- Born: 1973 (age 52–53) Chicago, U.S.
- Education: Bennington College, Yale School of Art
- Known for: Painting
- Movement: Abstract painting

= Matt Connors (artist) =

American artist (born 1973)

Matt Connors (born 1973, Chicago) is an artist working predominantly in abstract painting. He lives and works between New York and Los Angeles. His work is represented by Xavier Hufkens in Brussels, Herald St. in London, and Ortuzar Projects in New York.

==Background==
Matt Connors studied Fine Art at Bennington College before completing his MFA at Yale University School of Art in New Haven, graduating in 2006. His work draws upon the history of painting and processes, particularly minimalism and abstraction, but is also influenced by design, poetry, writing and music. In 2012, Connors published the award-winning book A Bell is a Cup and in 2015 he was a resident at the [Chinati Foundation], Marfa, Texas.
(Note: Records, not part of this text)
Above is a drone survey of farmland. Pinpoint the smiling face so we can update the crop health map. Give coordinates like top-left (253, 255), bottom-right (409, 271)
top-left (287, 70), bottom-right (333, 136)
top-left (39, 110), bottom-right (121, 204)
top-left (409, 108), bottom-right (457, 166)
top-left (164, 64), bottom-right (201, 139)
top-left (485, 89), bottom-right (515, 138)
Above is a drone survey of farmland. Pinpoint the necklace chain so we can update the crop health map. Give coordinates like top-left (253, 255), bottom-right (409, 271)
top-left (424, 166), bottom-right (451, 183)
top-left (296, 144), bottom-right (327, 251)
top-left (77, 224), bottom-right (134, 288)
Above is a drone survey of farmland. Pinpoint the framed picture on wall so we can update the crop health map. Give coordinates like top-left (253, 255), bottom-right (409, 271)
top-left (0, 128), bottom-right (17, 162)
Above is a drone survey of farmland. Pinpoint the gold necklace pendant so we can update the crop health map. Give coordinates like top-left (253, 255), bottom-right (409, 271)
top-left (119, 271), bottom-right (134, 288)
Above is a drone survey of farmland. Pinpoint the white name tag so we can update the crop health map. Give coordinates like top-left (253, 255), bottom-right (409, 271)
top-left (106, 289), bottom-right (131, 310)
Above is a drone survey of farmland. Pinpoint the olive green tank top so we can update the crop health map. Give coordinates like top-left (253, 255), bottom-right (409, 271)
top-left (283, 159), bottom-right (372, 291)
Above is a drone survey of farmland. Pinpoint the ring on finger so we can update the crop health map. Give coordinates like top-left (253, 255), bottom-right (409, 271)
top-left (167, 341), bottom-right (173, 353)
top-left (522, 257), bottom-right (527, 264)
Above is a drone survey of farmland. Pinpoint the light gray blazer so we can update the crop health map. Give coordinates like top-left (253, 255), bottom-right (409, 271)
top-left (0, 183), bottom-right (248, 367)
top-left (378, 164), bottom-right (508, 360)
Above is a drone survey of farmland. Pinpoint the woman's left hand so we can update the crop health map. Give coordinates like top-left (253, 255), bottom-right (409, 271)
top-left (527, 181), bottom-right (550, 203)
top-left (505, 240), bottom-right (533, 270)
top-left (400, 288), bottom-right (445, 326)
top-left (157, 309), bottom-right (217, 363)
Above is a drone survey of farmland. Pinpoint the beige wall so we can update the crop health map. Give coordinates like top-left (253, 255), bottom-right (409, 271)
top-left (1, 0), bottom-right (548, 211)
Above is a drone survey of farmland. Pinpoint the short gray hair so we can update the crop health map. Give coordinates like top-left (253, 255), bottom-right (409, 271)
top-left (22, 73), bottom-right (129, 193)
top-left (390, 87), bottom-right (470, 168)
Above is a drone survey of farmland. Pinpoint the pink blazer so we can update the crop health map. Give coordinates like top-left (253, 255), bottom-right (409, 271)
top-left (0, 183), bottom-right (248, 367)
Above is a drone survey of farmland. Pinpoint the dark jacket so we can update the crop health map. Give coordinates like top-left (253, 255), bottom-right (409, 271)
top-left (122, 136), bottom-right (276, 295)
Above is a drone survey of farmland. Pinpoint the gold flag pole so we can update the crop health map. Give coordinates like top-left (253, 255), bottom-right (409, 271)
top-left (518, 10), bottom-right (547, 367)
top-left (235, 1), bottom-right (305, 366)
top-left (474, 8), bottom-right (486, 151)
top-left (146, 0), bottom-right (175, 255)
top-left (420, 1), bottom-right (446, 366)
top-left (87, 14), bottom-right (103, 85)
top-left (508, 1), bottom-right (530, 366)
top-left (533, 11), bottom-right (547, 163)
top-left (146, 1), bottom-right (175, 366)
In 2024 Connors was awarded the Rome Prize in Visual Arts at the American Academy in Rome.

==Exhibitions==
Connors' work has been exhibited at MoMA PS1, New York, L'Almanach - Le Consortium - Dijon, Kunsmuseum Bonn, Kunsthalle Düsseldorf, the Walker Art Center, Minneapolis, Xavier Hufkens, The Modern Institute, Glasgow and the Museum of Contemporary Art, Detroit.

==Collections==
His artwork is part of the public collections of the Museum of Modern Art, New York, the Hammer Museum, Los Angeles, the Walker Art Center, Minneapolis, the Dallas Museum of Art and the San Antonio Museum of Art in Texas.